The established club owners allow each other access within their circle. “There’s a whole hierarchy where, for instance, among certain people, you can go anywhere and do basically whatever you want with your flier or your promotional material,” says Bryan Rabin, who runs the Friday night club Cherry and has been responsible for such clubs as Prague and Burlesque. Rabin lets people from Saturday Night Fever, the Viper Room and the Dragonfly pass out fliers at Cherry. They will even be allowed in free--what owners call “club courtesy.” The other clubs return the favor.

“We’re friends with a lot of the club people,” says Kim White, head of promotions for the Viper Room. “If somebody calls me up and asks me permission and it’s something that’s not competing with what we’re doing, then that’s OK.” If the Viper Room finds anyone else with fliers, they are asked to leave.

What all promoters large and small do agree upon is that taking fliers into one club for another club that is held on the same night is a no-no.

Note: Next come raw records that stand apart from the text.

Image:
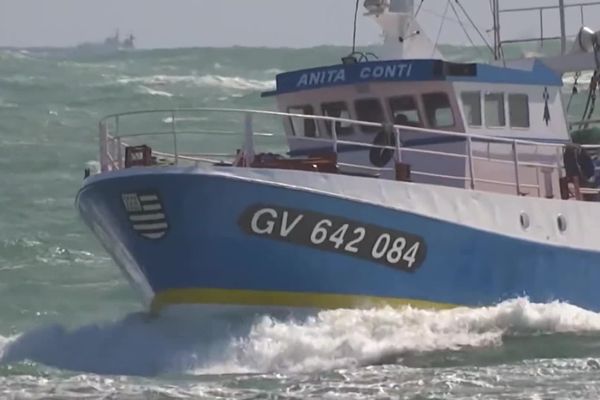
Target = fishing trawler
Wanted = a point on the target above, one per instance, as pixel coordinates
(110, 45)
(406, 181)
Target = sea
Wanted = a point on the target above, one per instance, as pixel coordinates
(72, 328)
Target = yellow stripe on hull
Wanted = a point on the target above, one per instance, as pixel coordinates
(283, 299)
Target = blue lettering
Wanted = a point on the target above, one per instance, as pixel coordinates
(315, 78)
(390, 71)
(365, 73)
(378, 72)
(340, 76)
(303, 81)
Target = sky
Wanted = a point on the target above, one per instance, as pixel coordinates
(218, 23)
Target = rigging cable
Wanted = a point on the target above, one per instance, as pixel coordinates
(462, 25)
(483, 39)
(437, 39)
(574, 91)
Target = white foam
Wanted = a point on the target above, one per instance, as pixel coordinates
(330, 339)
(225, 82)
(153, 92)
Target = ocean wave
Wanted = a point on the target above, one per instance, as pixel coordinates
(153, 92)
(225, 82)
(175, 343)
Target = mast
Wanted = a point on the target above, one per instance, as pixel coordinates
(563, 31)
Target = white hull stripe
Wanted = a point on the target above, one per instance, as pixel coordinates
(148, 197)
(147, 217)
(151, 227)
(152, 207)
(153, 235)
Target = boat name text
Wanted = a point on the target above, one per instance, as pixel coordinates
(341, 75)
(381, 245)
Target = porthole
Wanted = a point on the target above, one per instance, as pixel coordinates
(525, 222)
(561, 221)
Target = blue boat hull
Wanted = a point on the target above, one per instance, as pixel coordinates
(222, 241)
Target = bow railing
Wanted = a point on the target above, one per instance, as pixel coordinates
(180, 137)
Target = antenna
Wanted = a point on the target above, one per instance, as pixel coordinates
(354, 28)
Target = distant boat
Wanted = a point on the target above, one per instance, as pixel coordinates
(111, 44)
(404, 180)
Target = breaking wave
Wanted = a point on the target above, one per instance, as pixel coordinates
(214, 81)
(176, 343)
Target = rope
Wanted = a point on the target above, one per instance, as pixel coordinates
(483, 39)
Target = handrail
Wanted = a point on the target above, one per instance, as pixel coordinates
(111, 134)
(343, 120)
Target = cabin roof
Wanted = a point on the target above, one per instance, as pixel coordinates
(411, 71)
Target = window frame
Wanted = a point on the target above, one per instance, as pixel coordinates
(328, 124)
(304, 107)
(481, 108)
(510, 122)
(415, 100)
(485, 113)
(365, 128)
(450, 107)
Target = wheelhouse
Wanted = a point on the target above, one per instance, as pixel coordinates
(423, 98)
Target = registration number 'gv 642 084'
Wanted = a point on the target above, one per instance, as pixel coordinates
(390, 247)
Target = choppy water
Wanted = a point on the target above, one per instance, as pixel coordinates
(70, 327)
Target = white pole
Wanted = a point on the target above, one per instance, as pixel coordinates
(563, 30)
(497, 37)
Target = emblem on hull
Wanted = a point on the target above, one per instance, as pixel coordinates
(146, 214)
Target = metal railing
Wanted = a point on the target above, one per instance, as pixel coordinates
(541, 10)
(113, 144)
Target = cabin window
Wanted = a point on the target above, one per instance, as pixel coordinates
(405, 111)
(369, 110)
(518, 110)
(438, 110)
(494, 110)
(337, 110)
(303, 126)
(472, 107)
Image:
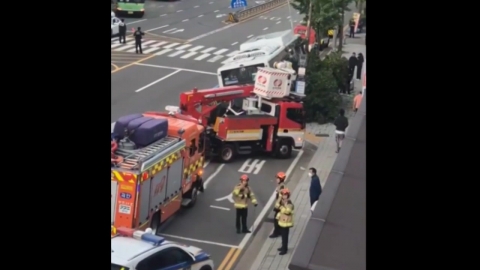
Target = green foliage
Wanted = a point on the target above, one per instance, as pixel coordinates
(322, 90)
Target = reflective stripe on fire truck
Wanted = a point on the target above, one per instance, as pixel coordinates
(193, 166)
(164, 163)
(244, 135)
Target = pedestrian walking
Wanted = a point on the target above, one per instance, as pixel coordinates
(352, 28)
(242, 193)
(280, 179)
(360, 61)
(356, 101)
(341, 124)
(315, 187)
(138, 39)
(122, 31)
(285, 219)
(352, 63)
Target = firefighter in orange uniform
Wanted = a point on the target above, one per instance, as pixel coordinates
(285, 218)
(280, 185)
(241, 194)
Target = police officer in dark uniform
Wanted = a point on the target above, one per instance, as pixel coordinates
(138, 39)
(280, 185)
(352, 28)
(122, 31)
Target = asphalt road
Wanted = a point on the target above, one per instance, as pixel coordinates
(184, 19)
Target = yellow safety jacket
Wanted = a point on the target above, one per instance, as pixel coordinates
(242, 195)
(285, 216)
(278, 198)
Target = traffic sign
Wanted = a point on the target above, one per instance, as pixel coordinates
(238, 3)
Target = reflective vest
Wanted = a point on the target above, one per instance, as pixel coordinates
(278, 198)
(241, 197)
(285, 216)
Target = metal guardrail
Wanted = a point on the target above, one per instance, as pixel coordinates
(254, 11)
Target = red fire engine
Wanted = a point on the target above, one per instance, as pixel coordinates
(244, 119)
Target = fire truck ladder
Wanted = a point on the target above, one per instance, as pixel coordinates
(132, 161)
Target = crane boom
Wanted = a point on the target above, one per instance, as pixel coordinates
(200, 103)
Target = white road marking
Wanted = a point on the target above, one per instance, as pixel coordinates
(183, 47)
(218, 207)
(160, 27)
(158, 44)
(188, 55)
(176, 53)
(217, 171)
(157, 81)
(220, 51)
(268, 206)
(169, 46)
(163, 51)
(181, 69)
(201, 57)
(124, 48)
(215, 59)
(199, 241)
(196, 48)
(232, 53)
(208, 50)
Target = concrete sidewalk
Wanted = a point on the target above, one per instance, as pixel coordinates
(323, 160)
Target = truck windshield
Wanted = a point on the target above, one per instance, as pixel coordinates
(118, 267)
(131, 1)
(241, 75)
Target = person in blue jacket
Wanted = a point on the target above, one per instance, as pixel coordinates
(315, 187)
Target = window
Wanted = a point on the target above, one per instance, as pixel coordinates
(193, 147)
(166, 258)
(201, 142)
(297, 116)
(241, 75)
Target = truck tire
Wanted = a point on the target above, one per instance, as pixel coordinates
(227, 153)
(283, 149)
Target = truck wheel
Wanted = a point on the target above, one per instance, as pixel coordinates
(227, 153)
(284, 149)
(193, 197)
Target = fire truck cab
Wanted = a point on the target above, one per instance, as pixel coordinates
(156, 167)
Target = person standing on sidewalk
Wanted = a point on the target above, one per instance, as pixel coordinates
(280, 186)
(315, 186)
(122, 31)
(360, 61)
(285, 219)
(357, 100)
(242, 193)
(341, 124)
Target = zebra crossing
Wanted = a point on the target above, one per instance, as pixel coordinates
(178, 50)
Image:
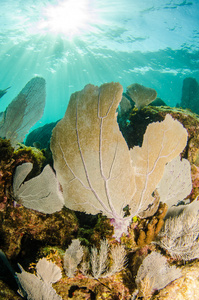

“Someone came to our club a few months ago and said, “I’m working for [promoter Robin] Cameltoe at the Garage,” Rabin recalls. “I said ‘Great, come on in.’ I gave him club courtesy, the whole thing. Next thing I know, my club is bombed with fliers for a Friday night glam rock club. He bombed my clientele not only with a Friday night club, but with this same format as my club, which is not really a happening thing to do. I had the security look for him and toss him out on the street.”

“I remember there was one incident where there was a promoter who moved his club from Friday to Saturday and had all his people standing outside Saturday Night Fever promoting his new club,” says Fever’s Brent Bolthouse. “I physically took fliers from people. It makes me see red. It’s so rude. There’s six other nights of the week to promote.”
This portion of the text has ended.